This AI Helps Detect Wildlife Health Issues in Real Time
During the spring, a troublesome pattern plays out as marine birds along the California coast die from domoic acid poisoning, which is caused by harmful algal blooms. An early clue indicates when and where this problem starts spreading: rescued California brown pelicans, red-throated loons, and other species start turning up at wildlife rehabilitation centers with signs of neurological disease. Yet, though they pepper the state map, these centers are not interconnected enough to nip the issue in the bud. When staffers at one center diagnose a sick bird, others another 40 miles up the road might not be privy to that information.
So researchers at UC Davis recently tested an early detection system that uses artificial intelligence to classify admissions to rehabilitation centers, in the hope of sending wildlife agencies and researchers warnings about growing problems among marine birds and many other kinds of animals. Their system scans intake reports produced at 30 California centers, listing information like the animal’s species, age, reason for admission, and diagnosis. Then the AI uses natural language processing to categorize the reports, looking for patterns in the number of admissions related to certain illnesses and injuries.

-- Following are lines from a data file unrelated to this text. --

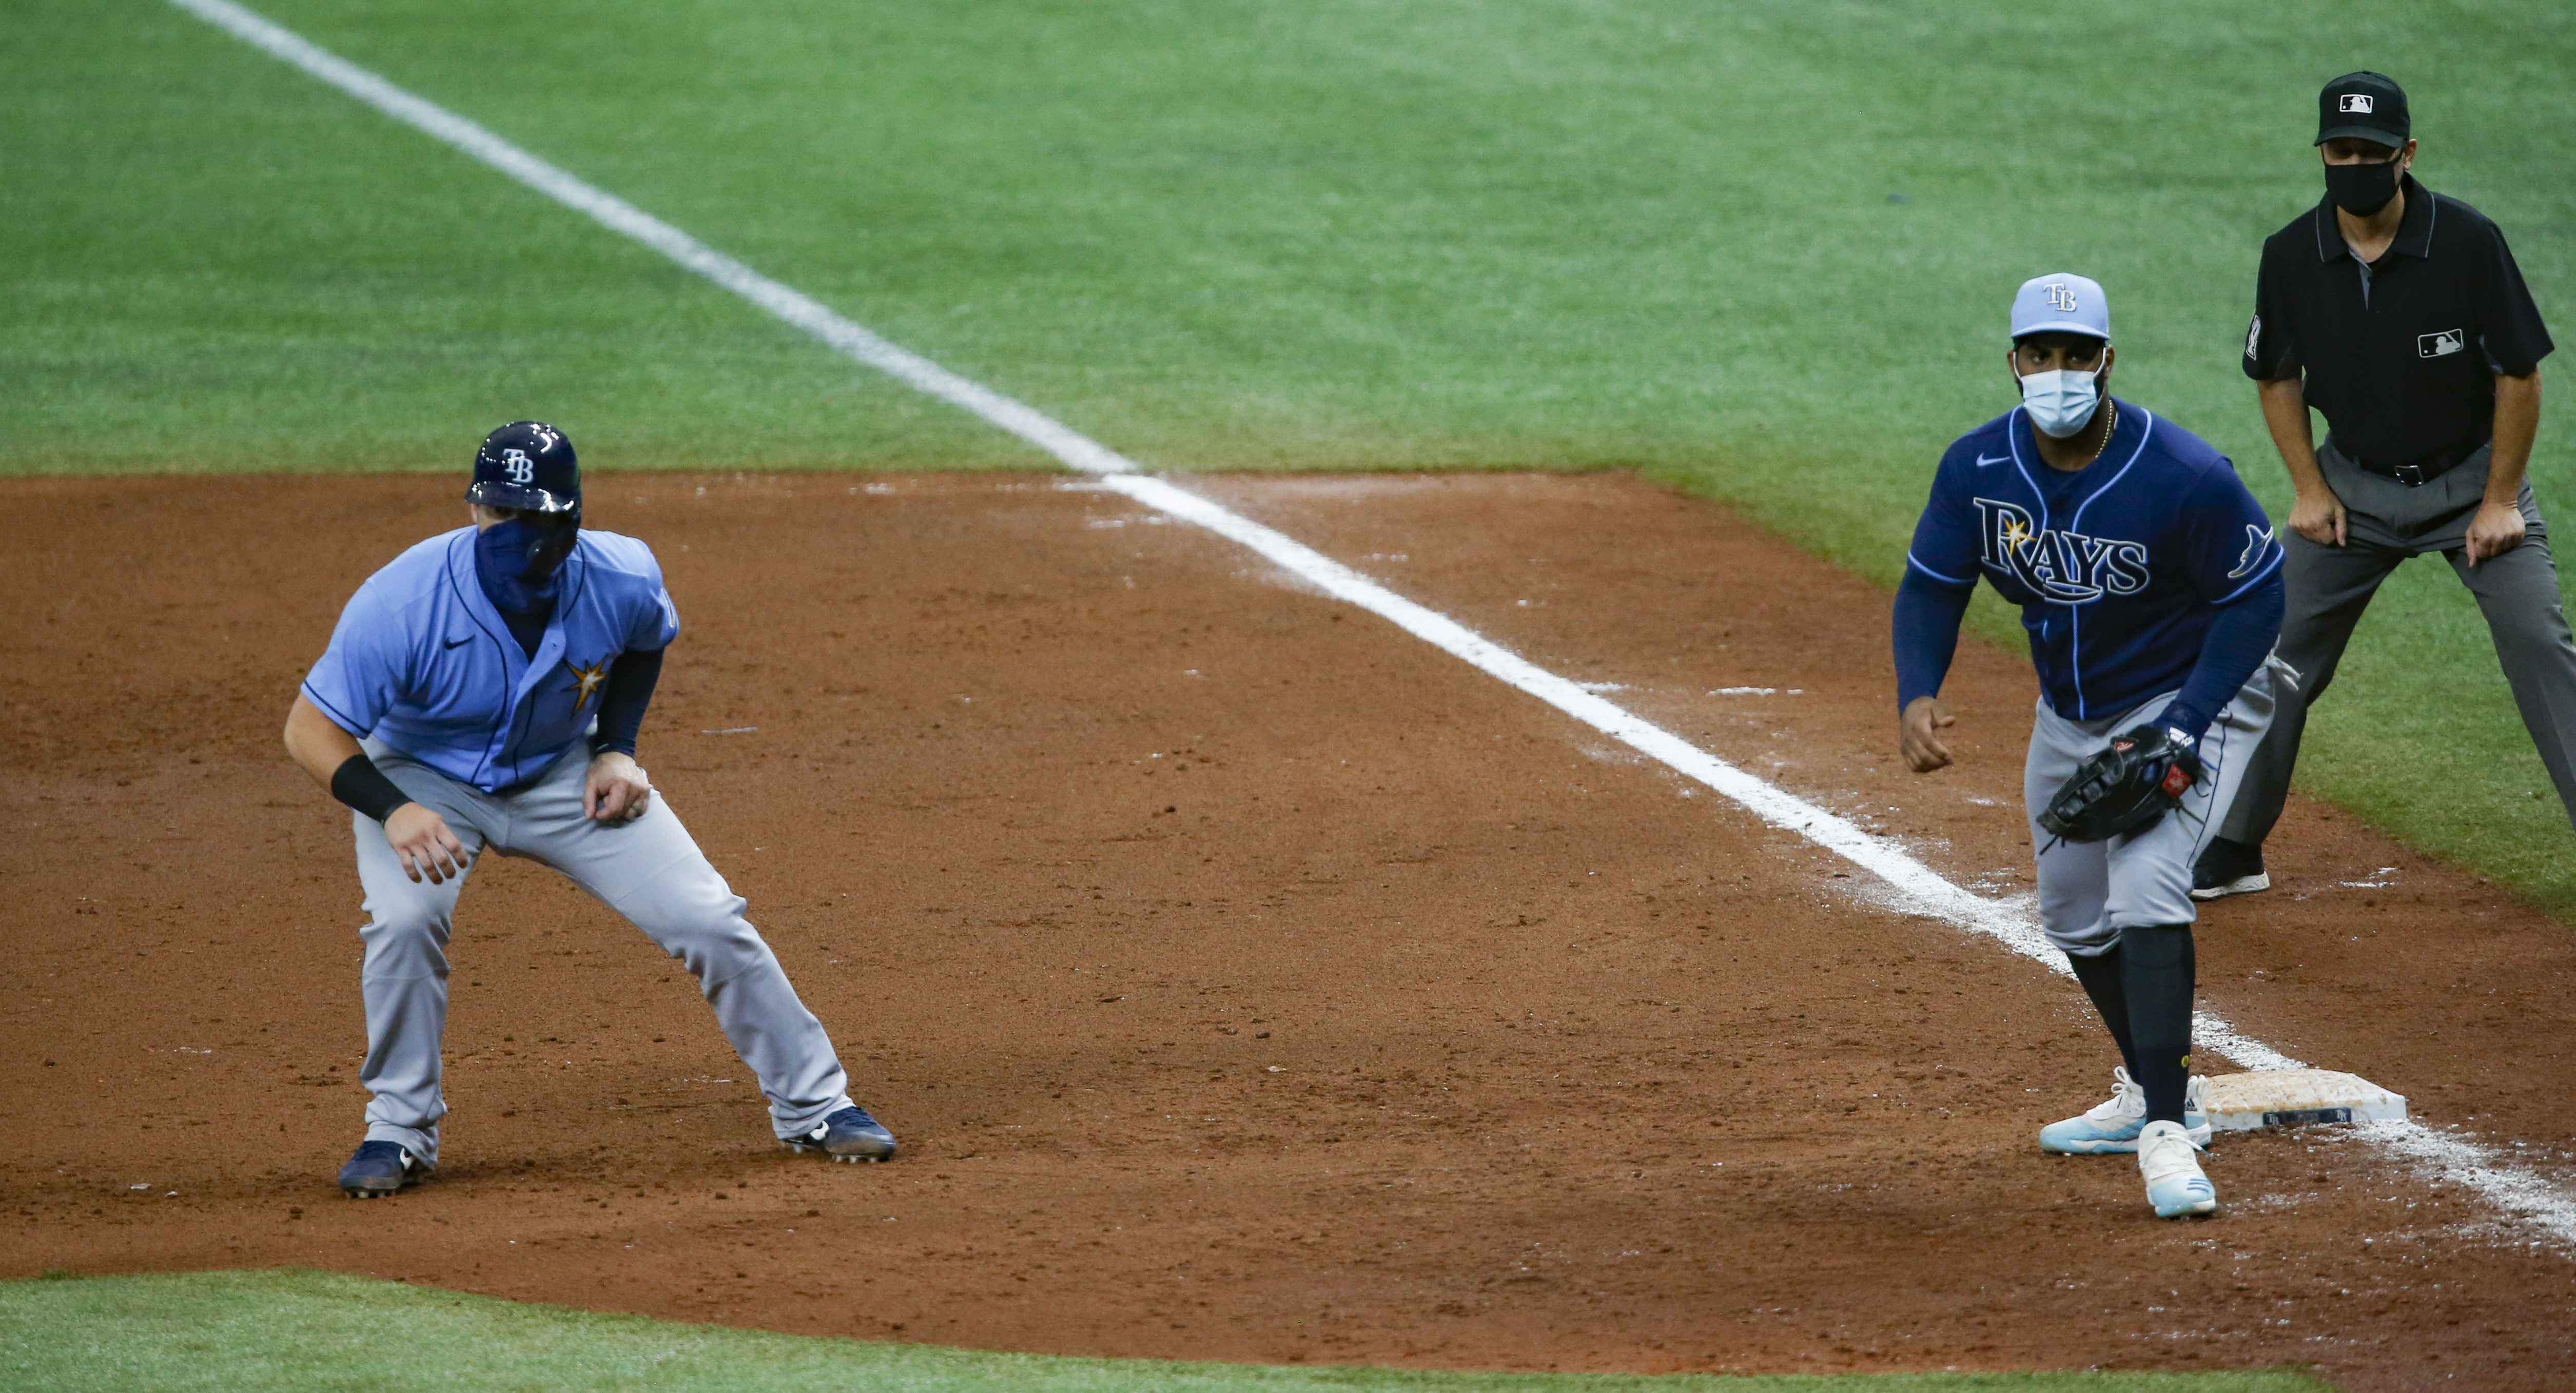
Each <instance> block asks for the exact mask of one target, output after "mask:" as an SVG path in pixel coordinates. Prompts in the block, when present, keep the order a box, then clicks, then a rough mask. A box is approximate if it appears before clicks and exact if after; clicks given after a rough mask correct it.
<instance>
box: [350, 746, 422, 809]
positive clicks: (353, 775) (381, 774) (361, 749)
mask: <svg viewBox="0 0 2576 1393" xmlns="http://www.w3.org/2000/svg"><path fill="white" fill-rule="evenodd" d="M330 796H332V798H340V801H343V803H348V806H350V809H355V811H361V814H366V816H371V819H376V821H384V819H389V816H394V809H399V806H404V803H410V801H412V796H410V793H404V790H402V785H397V783H394V780H389V778H384V770H379V767H376V762H374V760H368V757H366V749H361V752H355V754H350V757H348V760H340V767H337V770H332V772H330Z"/></svg>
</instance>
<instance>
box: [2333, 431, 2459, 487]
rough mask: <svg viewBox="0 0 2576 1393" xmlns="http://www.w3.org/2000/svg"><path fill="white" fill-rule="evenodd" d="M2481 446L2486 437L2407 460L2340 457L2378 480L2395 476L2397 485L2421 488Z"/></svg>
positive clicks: (2446, 472) (2353, 457)
mask: <svg viewBox="0 0 2576 1393" xmlns="http://www.w3.org/2000/svg"><path fill="white" fill-rule="evenodd" d="M2483 448H2486V440H2470V443H2468V445H2452V448H2447V451H2439V453H2432V456H2424V458H2419V461H2409V463H2378V461H2367V458H2360V456H2349V453H2347V456H2344V458H2349V461H2352V463H2357V466H2362V469H2367V471H2370V474H2378V476H2380V479H2396V481H2398V484H2406V487H2409V489H2421V487H2424V484H2432V481H2434V479H2439V476H2445V474H2450V471H2452V469H2460V463H2463V461H2465V458H2468V456H2473V453H2478V451H2483Z"/></svg>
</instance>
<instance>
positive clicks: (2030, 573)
mask: <svg viewBox="0 0 2576 1393" xmlns="http://www.w3.org/2000/svg"><path fill="white" fill-rule="evenodd" d="M1976 523H1978V525H1976V536H1978V551H1984V556H1981V559H1984V561H1986V564H1989V566H1994V569H1999V572H2012V574H2014V577H2020V579H2022V584H2027V587H2030V590H2038V592H2040V597H2045V600H2058V603H2063V605H2084V603H2089V600H2099V597H2102V595H2136V592H2141V590H2146V543H2143V541H2117V538H2092V536H2084V533H2066V530H2056V528H2048V530H2040V528H2038V525H2032V520H2030V510H2027V507H2022V505H2017V502H2004V500H1991V497H1981V500H1976Z"/></svg>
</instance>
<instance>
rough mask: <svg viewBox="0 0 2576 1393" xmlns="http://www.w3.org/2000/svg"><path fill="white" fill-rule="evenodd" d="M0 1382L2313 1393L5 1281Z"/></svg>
mask: <svg viewBox="0 0 2576 1393" xmlns="http://www.w3.org/2000/svg"><path fill="white" fill-rule="evenodd" d="M0 1367H8V1370H10V1372H8V1385H10V1388H13V1390H21V1393H39V1390H46V1393H52V1390H64V1393H70V1390H88V1388H98V1390H116V1393H126V1390H134V1388H160V1390H188V1388H206V1390H224V1393H263V1390H322V1388H330V1390H376V1388H381V1390H386V1393H412V1390H417V1388H453V1390H487V1388H489V1390H500V1388H541V1390H549V1393H556V1390H562V1393H580V1390H592V1388H598V1390H608V1388H616V1390H652V1393H693V1390H719V1388H799V1390H811V1393H819V1390H829V1388H866V1390H889V1393H894V1390H902V1393H1005V1390H1007V1393H1146V1390H1151V1393H1236V1390H1262V1393H1971V1390H1973V1393H2308V1390H2316V1388H2324V1385H2321V1383H2313V1380H2308V1378H2303V1375H2295V1372H2287V1370H2257V1372H2208V1375H2087V1372H2069V1375H1873V1378H1860V1375H1844V1378H1623V1375H1455V1372H1412V1370H1370V1367H1267V1365H1175V1362H1159V1360H1059V1357H1046V1354H987V1352H974V1349H938V1347H925V1344H866V1342H855V1339H811V1336H786V1334H765V1331H739V1329H726V1326H683V1323H672V1321H647V1318H644V1316H600V1313H592V1311H572V1308H564V1305H526V1303H510V1300H492V1298H479V1295H459V1293H443V1290H430V1287H407V1285H399V1282H379V1280H368V1277H343V1275H337V1272H198V1275H183V1277H88V1280H36V1282H0Z"/></svg>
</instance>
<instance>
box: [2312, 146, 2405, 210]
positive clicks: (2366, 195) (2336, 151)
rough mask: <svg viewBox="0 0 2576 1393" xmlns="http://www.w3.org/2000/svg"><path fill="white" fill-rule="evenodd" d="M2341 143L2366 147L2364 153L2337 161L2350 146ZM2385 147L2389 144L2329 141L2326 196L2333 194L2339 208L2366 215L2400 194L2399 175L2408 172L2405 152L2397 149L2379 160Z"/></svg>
mask: <svg viewBox="0 0 2576 1393" xmlns="http://www.w3.org/2000/svg"><path fill="white" fill-rule="evenodd" d="M2339 147H2365V149H2362V154H2365V157H2362V160H2347V162H2336V154H2349V149H2339ZM2383 149H2388V147H2385V144H2380V147H2370V144H2365V142H2342V139H2336V142H2326V198H2334V206H2336V209H2344V211H2347V214H2352V216H2357V219H2367V216H2370V214H2375V211H2380V209H2385V206H2388V201H2391V198H2396V196H2398V178H2403V175H2406V152H2403V149H2398V152H2391V154H2388V157H2385V160H2380V152H2383Z"/></svg>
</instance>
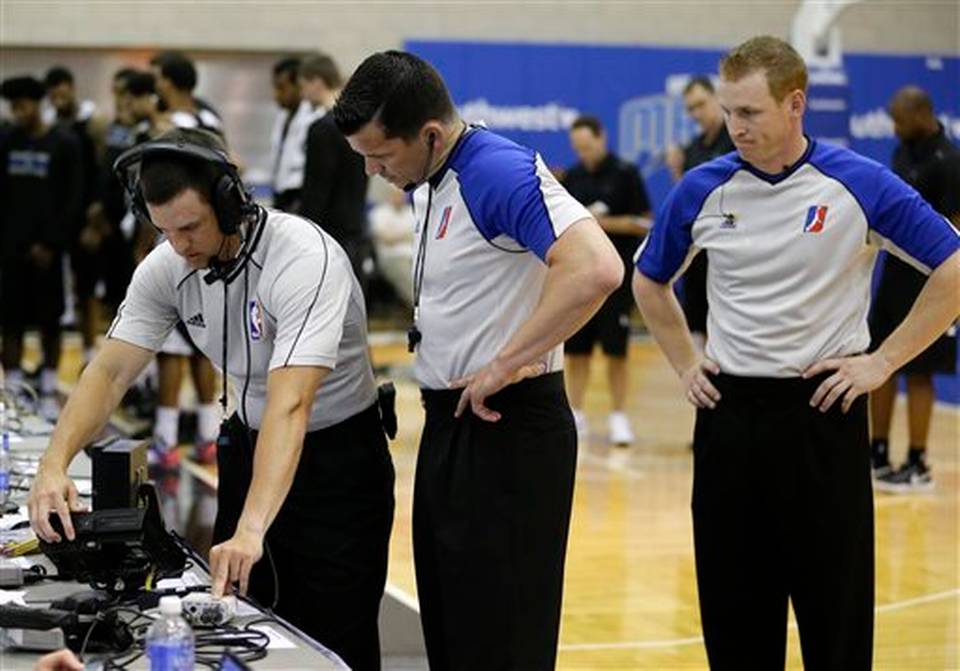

The researchers used five years of data and more than 200,000 records to establish baselines for how frequently these conditions normally occur. When the system detects an anomaly—an unusually high number of cases in a given species—it automatically creates an alert, which is delivered to wildlife experts either via the system dashboard, an email, or text message. Because the system processes rehab center admission data in just a day or two, it can produce “prediagnostic” alerts, which are faster than waiting until diagnoses have been confirmed.
In July, the team published a paper describing a test of their system in the journal Proceedings of the Royal Society. “We wanted to use the data in an aggregate form to better help rehabbers to see the bigger picture, other than what they see at their individual centers,” says Devin Dombrowski, president of the Wild Neighbors Database Project and one of the authors of the paper.
During the one-year pilot study, the system identified several patterns that indicated larger problems. An influx of marine birds with neurological symptoms like head twitching and whole body tremors triggered an alert. Upon postmortem examination, these birds, including the black and white water bird species western grebes, were found to have domoic acid poisoning. A few months before, a high rate of clinic admissions in the San Francisco Bay Area for rock pigeons showing symptoms of neurological disease triggered another alert. Further investigation established the parasite Sarcocystis calchasi as the cause.
Study coauthor Terra Kelly, a veterinarian and epidemiologist at UC Davis, compares the system to syndromic surveillance for people, which uses electronic health records to monitor public health concerns, such as flu outbreaks, opioid overdoses, and the spread of Zika virus and Covid-19. She points out that an animal alert system could benefit human health, too. “Wild animals can serve as an early indicator” of diseases like West Nile virus, she says. The disease, which has killed more than 2,000 people since 1999, according to the Centers for Disease Control and Prevention, is often first noticed in sick birds before it’s diagnosed in domestic animals and people.
Additionally, Kelly says, “We could detect the first animal of invasive species that presents to a center in California.” For example, if the numbers of mourning doves admitted to wildlife centers suddenly changed, the system could create an alert that would signal to veterinarians that the Eurasian collared dove had arrived; they’re an invasive species that competes for food and can spread parasites to native doves.